In my last job, I headed up a very talented team that spent a huge part of their time trying to support small business users with Exchange and Outlook as their mail platform. So, when I was asked to "fix our mail and calendar issues" at my new gig the first thing I did was get rid of exchange and Outlook.
I signed us up for Google Apps Premium Edition. We get to use our own domain, get state of the art web mail with POP and IMAP access, bullet proof and super slick calendaring, support for blackberries and iPhones, a home portal page, document sharing, and much more for $50 per user per year. We can manage it all with a web based interface. We get Postini archiving and policy management included for free. It's really a great deal.
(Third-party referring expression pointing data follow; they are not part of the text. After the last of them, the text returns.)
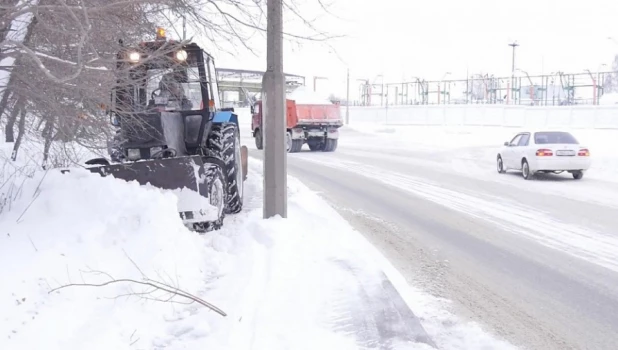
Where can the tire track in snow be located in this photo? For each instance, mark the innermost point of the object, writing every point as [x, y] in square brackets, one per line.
[598, 248]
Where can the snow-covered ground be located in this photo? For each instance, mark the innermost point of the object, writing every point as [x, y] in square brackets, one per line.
[98, 263]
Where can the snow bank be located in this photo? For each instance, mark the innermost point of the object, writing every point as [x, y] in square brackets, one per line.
[302, 95]
[307, 282]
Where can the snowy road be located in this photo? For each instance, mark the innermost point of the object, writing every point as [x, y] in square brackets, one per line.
[534, 262]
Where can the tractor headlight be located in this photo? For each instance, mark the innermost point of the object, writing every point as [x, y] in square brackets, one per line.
[134, 56]
[181, 55]
[155, 151]
[133, 153]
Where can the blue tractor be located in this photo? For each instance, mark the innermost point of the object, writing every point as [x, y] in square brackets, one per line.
[171, 132]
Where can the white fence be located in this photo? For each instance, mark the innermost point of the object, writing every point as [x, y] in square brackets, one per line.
[586, 117]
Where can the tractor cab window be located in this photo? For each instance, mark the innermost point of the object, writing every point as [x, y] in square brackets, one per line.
[174, 89]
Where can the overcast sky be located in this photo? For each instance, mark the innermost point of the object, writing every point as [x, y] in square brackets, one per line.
[405, 38]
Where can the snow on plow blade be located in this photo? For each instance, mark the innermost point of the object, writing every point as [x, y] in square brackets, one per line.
[175, 174]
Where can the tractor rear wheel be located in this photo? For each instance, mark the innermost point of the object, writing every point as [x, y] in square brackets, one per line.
[224, 143]
[215, 184]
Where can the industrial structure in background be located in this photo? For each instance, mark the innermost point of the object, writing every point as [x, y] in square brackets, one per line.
[241, 88]
[555, 89]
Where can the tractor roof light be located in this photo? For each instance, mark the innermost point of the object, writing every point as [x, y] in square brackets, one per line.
[134, 56]
[160, 33]
[181, 55]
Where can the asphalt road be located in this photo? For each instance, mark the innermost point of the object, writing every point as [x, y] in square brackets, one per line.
[534, 262]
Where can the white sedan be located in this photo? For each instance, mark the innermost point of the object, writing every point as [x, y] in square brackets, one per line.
[544, 152]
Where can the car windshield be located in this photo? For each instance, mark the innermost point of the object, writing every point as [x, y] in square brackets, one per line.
[553, 137]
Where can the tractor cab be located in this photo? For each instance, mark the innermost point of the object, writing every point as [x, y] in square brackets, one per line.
[165, 97]
[172, 133]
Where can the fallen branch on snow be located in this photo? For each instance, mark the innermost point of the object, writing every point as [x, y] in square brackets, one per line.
[148, 283]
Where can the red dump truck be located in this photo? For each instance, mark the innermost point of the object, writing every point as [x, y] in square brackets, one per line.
[315, 123]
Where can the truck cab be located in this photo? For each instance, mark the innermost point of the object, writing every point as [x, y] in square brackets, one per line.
[314, 123]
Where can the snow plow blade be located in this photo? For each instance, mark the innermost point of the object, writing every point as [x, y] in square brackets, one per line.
[166, 174]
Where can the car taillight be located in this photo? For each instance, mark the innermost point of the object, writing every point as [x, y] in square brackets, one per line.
[544, 153]
[584, 152]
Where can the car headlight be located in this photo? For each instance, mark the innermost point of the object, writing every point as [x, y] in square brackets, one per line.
[155, 150]
[133, 153]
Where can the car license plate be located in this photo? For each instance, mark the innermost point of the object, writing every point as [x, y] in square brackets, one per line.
[565, 153]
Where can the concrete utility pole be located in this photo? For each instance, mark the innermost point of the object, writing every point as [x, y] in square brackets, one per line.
[512, 92]
[275, 132]
[347, 99]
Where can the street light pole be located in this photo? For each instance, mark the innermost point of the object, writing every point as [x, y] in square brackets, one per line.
[347, 99]
[273, 114]
[513, 45]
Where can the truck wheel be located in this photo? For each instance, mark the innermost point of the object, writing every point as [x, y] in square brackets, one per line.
[330, 145]
[315, 146]
[259, 141]
[297, 145]
[224, 143]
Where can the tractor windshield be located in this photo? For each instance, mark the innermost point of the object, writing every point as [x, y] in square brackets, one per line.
[173, 89]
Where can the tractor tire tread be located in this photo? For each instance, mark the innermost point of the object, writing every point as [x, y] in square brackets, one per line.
[221, 144]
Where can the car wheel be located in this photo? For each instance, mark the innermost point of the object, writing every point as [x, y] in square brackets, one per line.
[525, 170]
[500, 165]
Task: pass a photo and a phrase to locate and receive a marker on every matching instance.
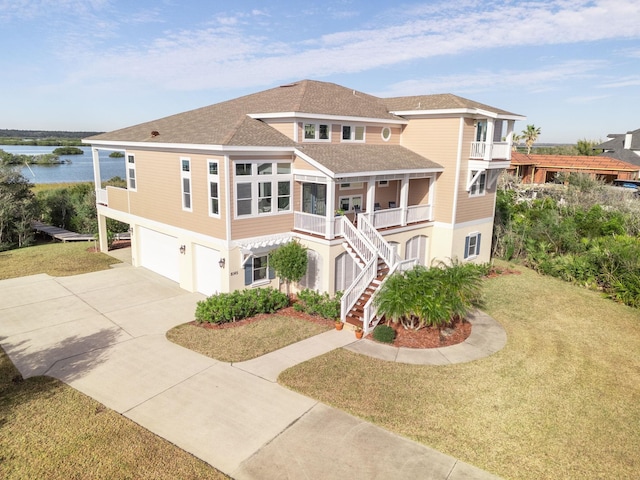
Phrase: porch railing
(383, 247)
(390, 217)
(489, 151)
(308, 222)
(101, 196)
(418, 213)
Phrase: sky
(572, 67)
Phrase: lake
(79, 170)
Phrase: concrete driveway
(103, 333)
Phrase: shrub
(384, 334)
(234, 306)
(314, 303)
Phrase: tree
(585, 147)
(17, 209)
(289, 261)
(530, 135)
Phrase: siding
(437, 140)
(159, 195)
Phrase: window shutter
(248, 272)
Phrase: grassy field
(247, 341)
(56, 259)
(51, 431)
(561, 400)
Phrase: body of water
(79, 170)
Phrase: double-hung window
(262, 188)
(131, 171)
(185, 176)
(317, 132)
(478, 187)
(214, 193)
(472, 246)
(351, 133)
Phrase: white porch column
(331, 208)
(488, 151)
(404, 198)
(371, 197)
(95, 154)
(102, 233)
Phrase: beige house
(368, 184)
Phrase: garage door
(207, 270)
(159, 253)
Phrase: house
(623, 146)
(213, 190)
(534, 168)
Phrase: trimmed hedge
(234, 306)
(314, 303)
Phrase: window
(478, 187)
(317, 131)
(349, 204)
(214, 194)
(352, 133)
(263, 189)
(257, 271)
(472, 246)
(131, 172)
(185, 173)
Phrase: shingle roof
(444, 101)
(354, 158)
(580, 162)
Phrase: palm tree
(530, 135)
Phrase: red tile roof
(579, 162)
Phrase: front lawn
(56, 259)
(248, 339)
(51, 431)
(559, 401)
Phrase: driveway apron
(103, 333)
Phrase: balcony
(490, 151)
(388, 218)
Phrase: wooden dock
(61, 234)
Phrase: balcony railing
(490, 151)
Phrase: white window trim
(476, 185)
(476, 250)
(213, 178)
(186, 175)
(350, 198)
(254, 179)
(132, 166)
(316, 132)
(353, 133)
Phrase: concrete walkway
(103, 333)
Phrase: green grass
(56, 259)
(247, 341)
(559, 401)
(49, 430)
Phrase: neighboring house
(544, 168)
(623, 146)
(212, 191)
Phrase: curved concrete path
(103, 333)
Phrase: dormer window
(351, 133)
(317, 132)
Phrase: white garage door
(207, 270)
(159, 253)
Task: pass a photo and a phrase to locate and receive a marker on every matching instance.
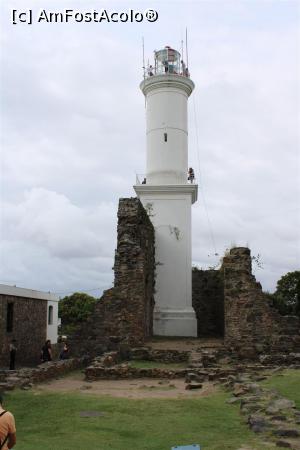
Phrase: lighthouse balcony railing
(140, 178)
(169, 70)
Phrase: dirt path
(137, 389)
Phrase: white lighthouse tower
(166, 192)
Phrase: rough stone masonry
(124, 314)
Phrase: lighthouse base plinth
(175, 322)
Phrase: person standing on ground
(46, 353)
(64, 354)
(12, 354)
(7, 428)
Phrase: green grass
(141, 364)
(286, 383)
(51, 421)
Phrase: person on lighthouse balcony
(191, 175)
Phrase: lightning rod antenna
(186, 49)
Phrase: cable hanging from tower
(211, 232)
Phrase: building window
(10, 317)
(50, 315)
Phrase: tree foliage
(287, 295)
(75, 308)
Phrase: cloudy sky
(73, 135)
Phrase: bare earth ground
(139, 389)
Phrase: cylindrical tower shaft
(167, 131)
(166, 193)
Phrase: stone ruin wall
(124, 314)
(208, 302)
(230, 302)
(29, 328)
(252, 325)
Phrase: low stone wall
(9, 379)
(124, 371)
(164, 356)
(252, 326)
And the nicest thing about it is that end user support is almost non-existent. Who doesn't know how to use Gmail? Now, people can still use a mail client if they want but that's their business and I don't have to support it. To provision an account I just set them up with one form and send them to start.ourdomain.com and they have all the links to all of our systems in one place. No client config instructions, nothing.
So one of our change-resistant users went back to Outlook via IMAP earlier this week. Today she said she went back to the google mail web interface because Outlook did not route some of her mail out yesterday. There are tons of reasons this can happen and I'm glad I don't need to spend time investigating them or dreading people moving to Outlook 2007 and whatnot.
Free at last! (well, $50/year/user anyway)
1 comment:
that's genius. I think everyone should set Outlook on fire!